Written by Michael Yang, AI/ML Big Data Architect Lead & Daan Grashoff, AI/ML Engineer
The rapid advancement of Generative AI has sparked considerable buzz in the media and business world, and companies are eager to adopt GenAI capabilities to enhance their products and services. However, the lightning speed at which this technology is developing presents new obstacles that are difficult to identify and address. Questions around data security, privacy, infrastructure management, and the complexities of model alignment and deployment are major hindrances to effectively adopting GenAI.
Amazon’s Bedrock aims to tackle these challenges. With the release of Amazon’s Bedrock, organizations of any size will be able to explore, build, and deploy Generative AI models at scale while maintaining data security and privacy. This blog will explore how customers can use AWS Bedrock to streamline their Generative AI projects.
Define Use Case
For our example, we will create a QA chatbot to assist in onboarding new employees. This chatbot enables new hires to directly seek answers from the resources available on Confluence.
Outlined below are the steps that correspond to the numbers within the architecture diagram:
Initial setup in yellow (occurs once):
- Users input their username, Confluence API key, space, and Confluence wiki URL.
- LangChain interfaces with the Confluence API, fetching and dividing all pages into smaller chunks from the specified space.
- Confluence content chunks will be embedded using the AWS Bedrock Titan embedding services.
- Embeddings are stored in the FAISS vector database.
Interaction for new hires in green:
- Users use the Streamlit interface to ask questions related to the onboarding process, HR, or general company queries.
- LangChain will use AWS Bedrock to embed the question.
- LangChain uses question embeddings to retrieve the top-k vectors containing potential answers.
- Using the prompt template, top-k contexts, and the question, LangChain prompts the AWS Bedrock language model.
- AWS Bedrock provides answers through its API.
- Streamlit displays the answers and pertinent contexts. These contexts are directly connected to the original Confluence Space Page and can be accessed directly through the attached URL.
AWS Bedrock aims to accelerate the development of generative AI applications by offering FMs through an API, without managing infrastructure. AWS Bedrock supports the following FMs:
- AWS Titan (Amazon): Generative large language model (LLM) for tasks such as summarization, text generation, classification, open-ended Q&A, and information extraction
- Jurassic (AI21labs): Multilingual LLMs for text generation in Spanish, French, German, Portuguese, Italian, and Dutch
- Claude (ANTROPIC): LLM for conversations, question answering, and workflow automation based on research into training honest and responsible AI systems.
- Stable Diffusion (StabilityAI): Generation of unique realistic, high-quality images, art, logos, and designs
Data Privacy and Localization
AWS Bedrock does not use customer data to improve the Amazon Titan for other customers nor is data shared with other foundational model providers. In addition, customer data (prompts, responses, fine-tuned models) are isolated per customer and remain in the Region where they were created.
Data and Model Security
For data encryption, customer data is always encrypted in transit with a minimum of TLS1.2 and AE-256 encrypted at rest using AWS KMS-managed data encryption keys. Fine-tuned (customized) models are encrypted and stored using the customer AWS KMS key.

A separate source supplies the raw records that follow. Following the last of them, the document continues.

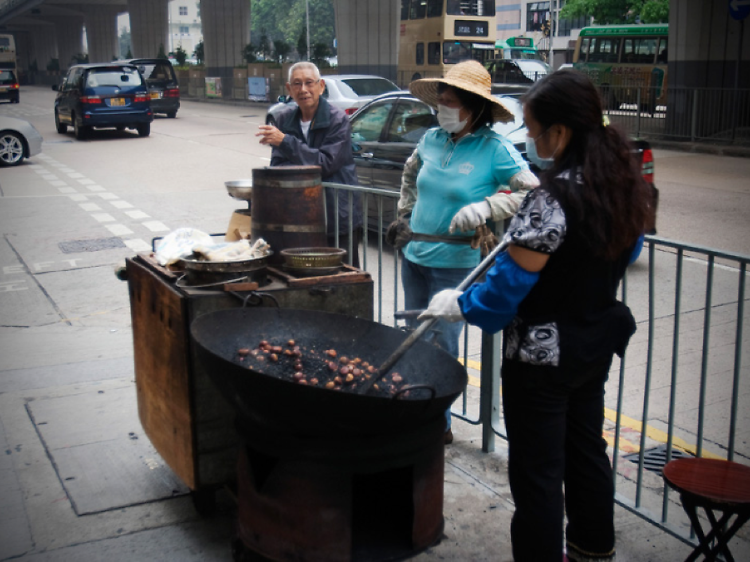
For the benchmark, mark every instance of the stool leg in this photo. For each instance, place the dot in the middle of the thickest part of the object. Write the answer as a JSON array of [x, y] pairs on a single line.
[[722, 539], [703, 544]]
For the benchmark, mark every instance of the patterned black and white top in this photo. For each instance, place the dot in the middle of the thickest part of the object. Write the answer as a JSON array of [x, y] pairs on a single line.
[[540, 226]]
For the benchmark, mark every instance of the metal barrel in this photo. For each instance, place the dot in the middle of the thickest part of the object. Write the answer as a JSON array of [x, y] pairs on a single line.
[[288, 208]]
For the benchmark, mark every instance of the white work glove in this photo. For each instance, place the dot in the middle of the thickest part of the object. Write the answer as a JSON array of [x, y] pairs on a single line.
[[444, 305], [470, 217]]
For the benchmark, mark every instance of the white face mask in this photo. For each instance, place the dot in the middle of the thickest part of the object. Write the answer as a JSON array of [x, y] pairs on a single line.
[[449, 119], [534, 157]]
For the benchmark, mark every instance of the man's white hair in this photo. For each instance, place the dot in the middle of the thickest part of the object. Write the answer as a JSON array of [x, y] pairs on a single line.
[[304, 65]]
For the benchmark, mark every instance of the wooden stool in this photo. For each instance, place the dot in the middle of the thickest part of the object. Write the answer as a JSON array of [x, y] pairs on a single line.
[[714, 485]]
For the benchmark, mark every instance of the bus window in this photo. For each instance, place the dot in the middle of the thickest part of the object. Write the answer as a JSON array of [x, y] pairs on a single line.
[[471, 8], [435, 8], [433, 53], [418, 9], [585, 45], [661, 57], [639, 50], [456, 52], [603, 49]]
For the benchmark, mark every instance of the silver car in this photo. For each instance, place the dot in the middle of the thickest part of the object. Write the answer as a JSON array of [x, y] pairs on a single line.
[[18, 140], [346, 91]]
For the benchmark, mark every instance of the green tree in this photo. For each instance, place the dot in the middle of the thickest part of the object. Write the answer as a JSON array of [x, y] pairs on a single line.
[[302, 44], [606, 12], [125, 43], [248, 53], [282, 50], [286, 20], [198, 53], [320, 53]]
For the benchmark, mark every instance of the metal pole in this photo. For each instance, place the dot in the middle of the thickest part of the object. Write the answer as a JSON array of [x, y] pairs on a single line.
[[307, 13]]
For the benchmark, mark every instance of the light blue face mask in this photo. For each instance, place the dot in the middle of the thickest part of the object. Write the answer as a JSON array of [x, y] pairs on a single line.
[[533, 156]]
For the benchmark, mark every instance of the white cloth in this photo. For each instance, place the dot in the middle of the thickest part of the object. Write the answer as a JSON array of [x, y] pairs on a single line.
[[470, 217], [305, 126], [444, 305]]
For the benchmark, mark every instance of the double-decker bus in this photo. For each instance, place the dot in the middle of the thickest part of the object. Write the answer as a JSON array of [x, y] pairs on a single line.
[[8, 52], [435, 34], [518, 48], [627, 62]]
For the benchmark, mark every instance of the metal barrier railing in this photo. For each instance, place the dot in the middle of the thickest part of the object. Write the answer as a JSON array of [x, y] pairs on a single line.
[[718, 115], [681, 389]]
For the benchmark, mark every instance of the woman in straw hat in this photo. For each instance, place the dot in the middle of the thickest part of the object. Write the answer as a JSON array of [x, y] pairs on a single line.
[[554, 291], [457, 178]]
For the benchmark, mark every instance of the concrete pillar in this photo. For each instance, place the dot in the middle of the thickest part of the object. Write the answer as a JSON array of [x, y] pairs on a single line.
[[368, 38], [149, 27], [101, 32], [707, 47], [710, 50], [226, 31], [69, 32], [44, 46]]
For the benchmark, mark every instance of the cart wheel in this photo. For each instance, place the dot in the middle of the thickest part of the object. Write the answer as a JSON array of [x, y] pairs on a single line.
[[238, 550], [204, 501]]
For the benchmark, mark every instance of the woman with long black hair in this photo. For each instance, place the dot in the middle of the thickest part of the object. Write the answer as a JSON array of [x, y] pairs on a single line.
[[555, 292]]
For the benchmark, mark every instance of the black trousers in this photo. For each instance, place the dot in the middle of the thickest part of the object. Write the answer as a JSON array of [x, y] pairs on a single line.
[[554, 422]]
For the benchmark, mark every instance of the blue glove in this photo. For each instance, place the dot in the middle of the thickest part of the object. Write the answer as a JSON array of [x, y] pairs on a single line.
[[493, 304]]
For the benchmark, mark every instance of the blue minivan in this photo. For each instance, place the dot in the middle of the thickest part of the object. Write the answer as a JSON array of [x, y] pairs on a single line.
[[103, 95]]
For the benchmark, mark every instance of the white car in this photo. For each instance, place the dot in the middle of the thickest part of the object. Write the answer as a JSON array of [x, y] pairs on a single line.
[[346, 91], [18, 140]]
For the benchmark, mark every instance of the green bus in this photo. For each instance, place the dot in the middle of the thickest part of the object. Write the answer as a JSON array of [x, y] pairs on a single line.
[[517, 48], [626, 61]]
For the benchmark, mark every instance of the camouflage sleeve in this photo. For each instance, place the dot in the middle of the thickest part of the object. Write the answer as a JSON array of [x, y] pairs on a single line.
[[409, 184]]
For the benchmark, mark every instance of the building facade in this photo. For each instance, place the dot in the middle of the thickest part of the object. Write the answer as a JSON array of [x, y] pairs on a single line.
[[527, 19]]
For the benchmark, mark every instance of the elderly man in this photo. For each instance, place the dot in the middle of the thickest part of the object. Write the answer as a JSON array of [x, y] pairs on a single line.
[[314, 133]]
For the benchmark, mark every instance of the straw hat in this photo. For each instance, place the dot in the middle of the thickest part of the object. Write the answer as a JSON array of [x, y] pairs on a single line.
[[468, 75]]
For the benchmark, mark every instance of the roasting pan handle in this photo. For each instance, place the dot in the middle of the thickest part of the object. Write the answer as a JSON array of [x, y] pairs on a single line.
[[407, 388]]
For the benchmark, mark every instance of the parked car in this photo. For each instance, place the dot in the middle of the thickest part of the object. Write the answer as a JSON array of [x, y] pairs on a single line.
[[19, 139], [347, 91], [103, 95], [163, 86], [533, 68], [9, 86], [386, 130]]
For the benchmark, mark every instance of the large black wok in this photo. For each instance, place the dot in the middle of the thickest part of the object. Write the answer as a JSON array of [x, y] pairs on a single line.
[[317, 411]]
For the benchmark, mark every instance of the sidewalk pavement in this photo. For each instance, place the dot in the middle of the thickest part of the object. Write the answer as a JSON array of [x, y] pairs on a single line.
[[80, 482]]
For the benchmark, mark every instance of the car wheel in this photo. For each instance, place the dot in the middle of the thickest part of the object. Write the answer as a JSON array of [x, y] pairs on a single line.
[[11, 148], [62, 128], [80, 131]]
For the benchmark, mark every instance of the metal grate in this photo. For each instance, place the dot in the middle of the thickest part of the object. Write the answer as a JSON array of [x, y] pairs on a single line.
[[655, 459], [76, 246]]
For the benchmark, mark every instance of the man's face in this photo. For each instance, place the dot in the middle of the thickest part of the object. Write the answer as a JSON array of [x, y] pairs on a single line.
[[305, 89]]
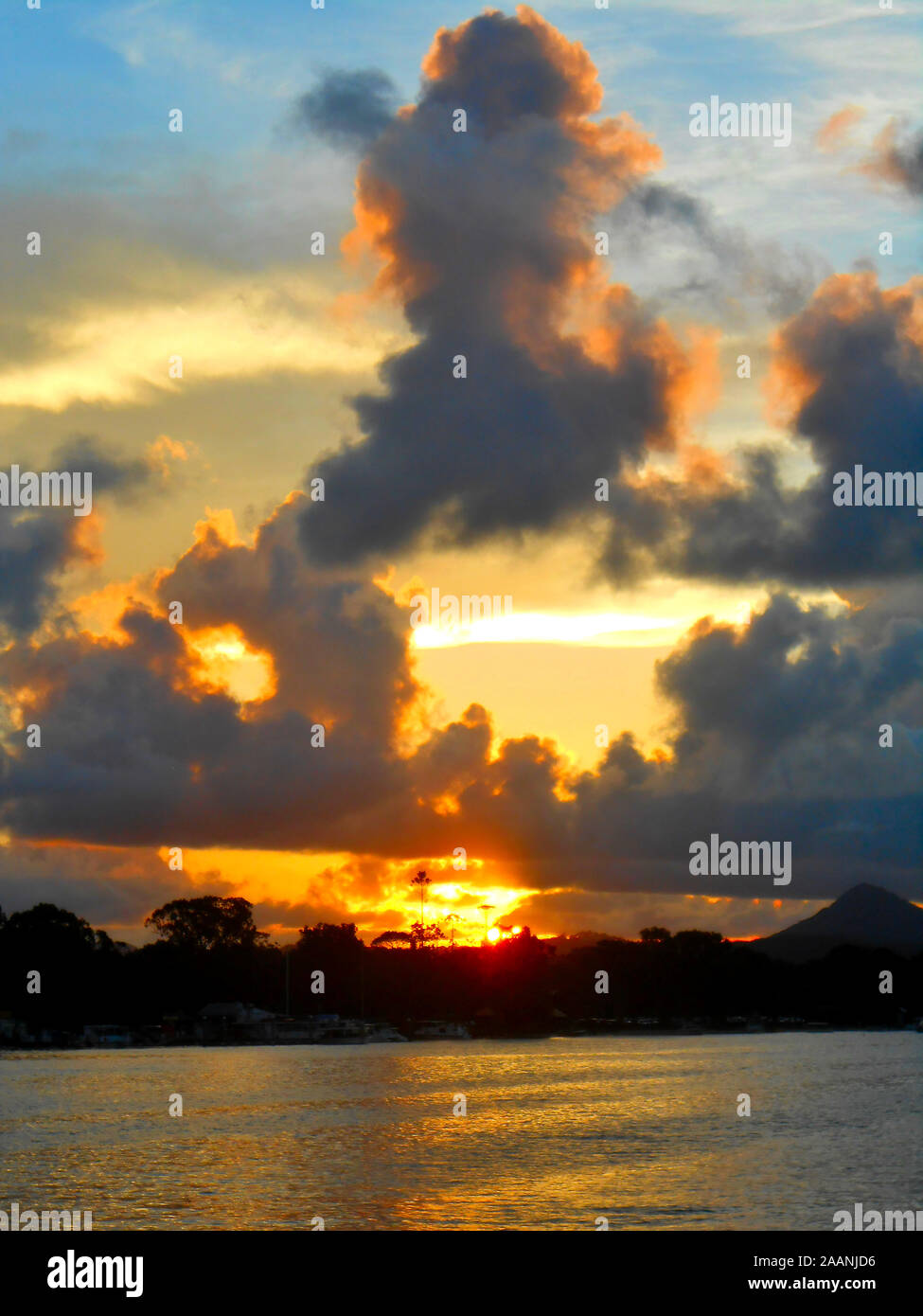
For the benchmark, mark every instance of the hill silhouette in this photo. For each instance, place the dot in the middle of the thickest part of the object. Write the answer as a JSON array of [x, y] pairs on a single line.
[[862, 916]]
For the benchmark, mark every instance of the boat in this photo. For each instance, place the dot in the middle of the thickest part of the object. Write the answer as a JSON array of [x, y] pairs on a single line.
[[437, 1029]]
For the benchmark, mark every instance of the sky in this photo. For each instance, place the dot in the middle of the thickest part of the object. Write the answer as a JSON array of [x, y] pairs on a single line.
[[706, 328]]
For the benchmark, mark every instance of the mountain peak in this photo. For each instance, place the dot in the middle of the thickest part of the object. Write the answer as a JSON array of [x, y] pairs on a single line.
[[865, 915]]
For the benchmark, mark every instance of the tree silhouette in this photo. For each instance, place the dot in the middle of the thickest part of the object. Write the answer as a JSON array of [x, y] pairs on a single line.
[[207, 923], [421, 880], [394, 940]]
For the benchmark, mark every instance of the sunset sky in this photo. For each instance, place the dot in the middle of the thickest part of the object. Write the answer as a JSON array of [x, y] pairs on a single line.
[[737, 637]]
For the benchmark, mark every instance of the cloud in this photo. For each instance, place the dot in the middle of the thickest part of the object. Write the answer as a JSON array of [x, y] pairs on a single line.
[[896, 161], [848, 381], [834, 133], [774, 736], [39, 543], [718, 267], [347, 105], [486, 240]]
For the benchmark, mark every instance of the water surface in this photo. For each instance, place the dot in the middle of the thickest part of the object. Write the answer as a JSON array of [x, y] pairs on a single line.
[[559, 1132]]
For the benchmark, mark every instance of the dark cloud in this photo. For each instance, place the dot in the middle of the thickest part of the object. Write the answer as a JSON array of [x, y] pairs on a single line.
[[719, 267], [39, 543], [774, 738], [848, 370], [349, 105], [898, 161], [486, 240], [34, 547]]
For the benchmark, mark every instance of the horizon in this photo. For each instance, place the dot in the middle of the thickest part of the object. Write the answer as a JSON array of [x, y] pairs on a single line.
[[440, 524]]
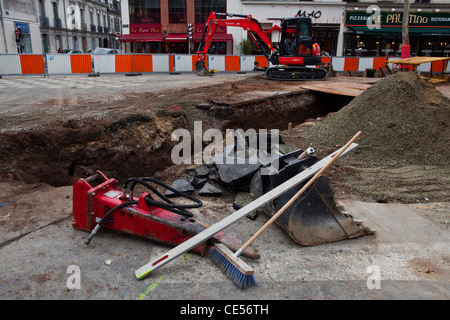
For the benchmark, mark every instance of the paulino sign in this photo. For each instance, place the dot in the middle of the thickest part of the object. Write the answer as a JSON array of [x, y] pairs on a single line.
[[436, 23]]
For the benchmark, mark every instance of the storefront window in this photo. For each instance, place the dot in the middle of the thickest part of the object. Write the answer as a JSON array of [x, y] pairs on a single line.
[[146, 47], [145, 11], [203, 9], [177, 11]]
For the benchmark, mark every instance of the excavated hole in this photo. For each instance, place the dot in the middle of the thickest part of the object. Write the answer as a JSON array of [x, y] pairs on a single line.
[[138, 143]]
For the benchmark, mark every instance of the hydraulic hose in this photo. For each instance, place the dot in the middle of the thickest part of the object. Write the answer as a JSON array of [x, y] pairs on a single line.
[[168, 204]]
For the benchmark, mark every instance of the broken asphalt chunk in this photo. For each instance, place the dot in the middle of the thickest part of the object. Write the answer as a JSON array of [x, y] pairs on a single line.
[[209, 190], [180, 185]]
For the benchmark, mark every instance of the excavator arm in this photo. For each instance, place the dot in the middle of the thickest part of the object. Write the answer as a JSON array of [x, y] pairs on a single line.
[[298, 63], [246, 22]]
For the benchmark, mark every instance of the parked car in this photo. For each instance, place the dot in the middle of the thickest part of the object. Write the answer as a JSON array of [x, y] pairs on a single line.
[[106, 51], [71, 51]]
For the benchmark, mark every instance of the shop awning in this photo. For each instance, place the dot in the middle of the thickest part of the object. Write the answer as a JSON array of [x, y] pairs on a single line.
[[176, 37], [142, 37], [398, 30], [217, 37]]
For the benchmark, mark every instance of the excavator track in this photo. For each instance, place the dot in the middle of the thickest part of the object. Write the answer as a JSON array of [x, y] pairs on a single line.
[[295, 73]]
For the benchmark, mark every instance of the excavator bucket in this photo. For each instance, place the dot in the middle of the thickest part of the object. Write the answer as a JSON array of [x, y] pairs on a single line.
[[314, 217], [201, 70]]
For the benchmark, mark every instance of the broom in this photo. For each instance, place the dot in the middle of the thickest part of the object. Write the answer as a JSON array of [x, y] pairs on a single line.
[[230, 263]]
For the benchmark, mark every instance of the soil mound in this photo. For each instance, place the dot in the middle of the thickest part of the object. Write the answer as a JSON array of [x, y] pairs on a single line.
[[404, 121]]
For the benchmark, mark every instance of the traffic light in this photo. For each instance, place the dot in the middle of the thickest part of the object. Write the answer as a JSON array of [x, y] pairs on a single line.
[[190, 30]]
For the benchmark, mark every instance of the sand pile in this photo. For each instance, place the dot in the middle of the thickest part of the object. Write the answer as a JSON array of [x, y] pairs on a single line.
[[404, 121]]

Users can use AWS Identity and Access Management Service (IAM) to manage inference access and allow/deny access for specific models. AWS CloudTrail is used to monitor all API activity and troubleshoot suspicious activity.
Example Use Case
We will use AWS Titan for our foundational model given its capabilities for open-ended Q&A and information extraction, aligning with our use case of a QA bot to answer onboarding questions. You can find the detailed solution in the following link.
For our evaluation, we curated 60 HR-related questions and used human judgment to interpret the generated answers from LLM. The criteria for a good answer must be factual, coherent, and non-toxic. The result shows that 94% of the answers were valid.
We’re ending this blog with some tips to elevate your QA experience.
- Prompt Template Experimentation: Engage in thoughtful prompt engineering. The prompt is pivotal for an effective QA/chatbot application. Explore zero-shot, one-shot, or few-shot prompts to tailor the interaction.
- Quality Context: Remember, the output quality relies on the input data quality. Complete, accurate context is essential for generating reliable responses.
- Fine-tune Model Parameters: Delve into additional AWS Bedrock model parameters like temperature, topP, and stop sequences to calibrate responses.
- Customize for Use Cases: Tailor the prompt template to the specific use case. Whether it’s step-by-step guides or other formats, adapt the template to your expectations.